A topological set theory implied by ZF and GPK

TL;DR

This paper introduces a new topological set theory that generalizes ZF, GPK, and hyperuniverses, maintaining their expressiveness and consistency strength while exploring the impact of additional axioms like the universal set.

Contribution

It proposes a unified axiomatic system motivated by topology that weakens but retains the core features of ZF, GPK, and hyperuniverses, and analyzes the effects of specific axioms.

Findings

The system has the same consistency strength as ZF.

Adding the universal set axiom increases strength to GPK.

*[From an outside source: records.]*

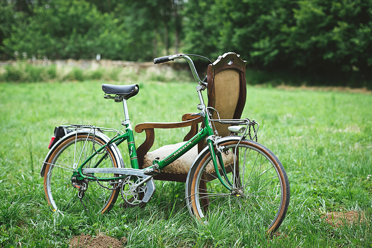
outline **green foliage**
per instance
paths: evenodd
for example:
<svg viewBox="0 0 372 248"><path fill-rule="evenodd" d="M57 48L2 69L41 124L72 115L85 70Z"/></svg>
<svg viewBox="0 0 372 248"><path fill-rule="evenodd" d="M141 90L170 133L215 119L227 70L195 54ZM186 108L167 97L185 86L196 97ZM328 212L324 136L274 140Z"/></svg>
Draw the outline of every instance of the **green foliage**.
<svg viewBox="0 0 372 248"><path fill-rule="evenodd" d="M29 57L79 59L100 53L104 58L129 58L123 26L112 15L102 14L86 2L53 1L17 19L20 23L12 25L12 35L3 41L8 54L17 51Z"/></svg>
<svg viewBox="0 0 372 248"><path fill-rule="evenodd" d="M0 246L68 247L83 233L125 236L126 247L370 246L372 98L361 94L248 86L243 116L260 123L258 141L278 156L291 184L288 212L273 237L245 220L224 221L224 213L198 222L180 183L156 182L143 209L120 208L119 197L107 214L53 213L38 167L54 127L69 122L122 129L122 105L103 98L102 82L0 84ZM179 121L197 111L195 83L138 83L139 93L128 100L133 126ZM154 148L180 142L189 130L177 129L183 131L156 130ZM145 135L135 138L138 147ZM125 144L120 146L125 154ZM336 228L322 218L351 210L363 211L366 220Z"/></svg>
<svg viewBox="0 0 372 248"><path fill-rule="evenodd" d="M184 15L188 52L233 51L254 68L321 75L324 84L371 78L369 0L191 0Z"/></svg>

Results are independent of the existence of the empty class and atoms.

Abstract

We present a system of axioms motivated by a topological intuition: The set of subsets of any set is a topology on that set. On the one hand, this system is a common weakening of Zermelo-Fraenkel set theory ZF, the positive set theory GPK and the theory of hyperuniverses. On the other hand, it retains most of the expressiveness of these theories and has the same consistency strength as ZF. We single out the additional axiom of the universal set as the one that increases the consistency strength to that of GPK and explore several other axioms and interrelations between those theories. Our results are independent of whether the empty class is a set and whether atoms exist. This article is a revised version of the first part of the author's doctoral thesis.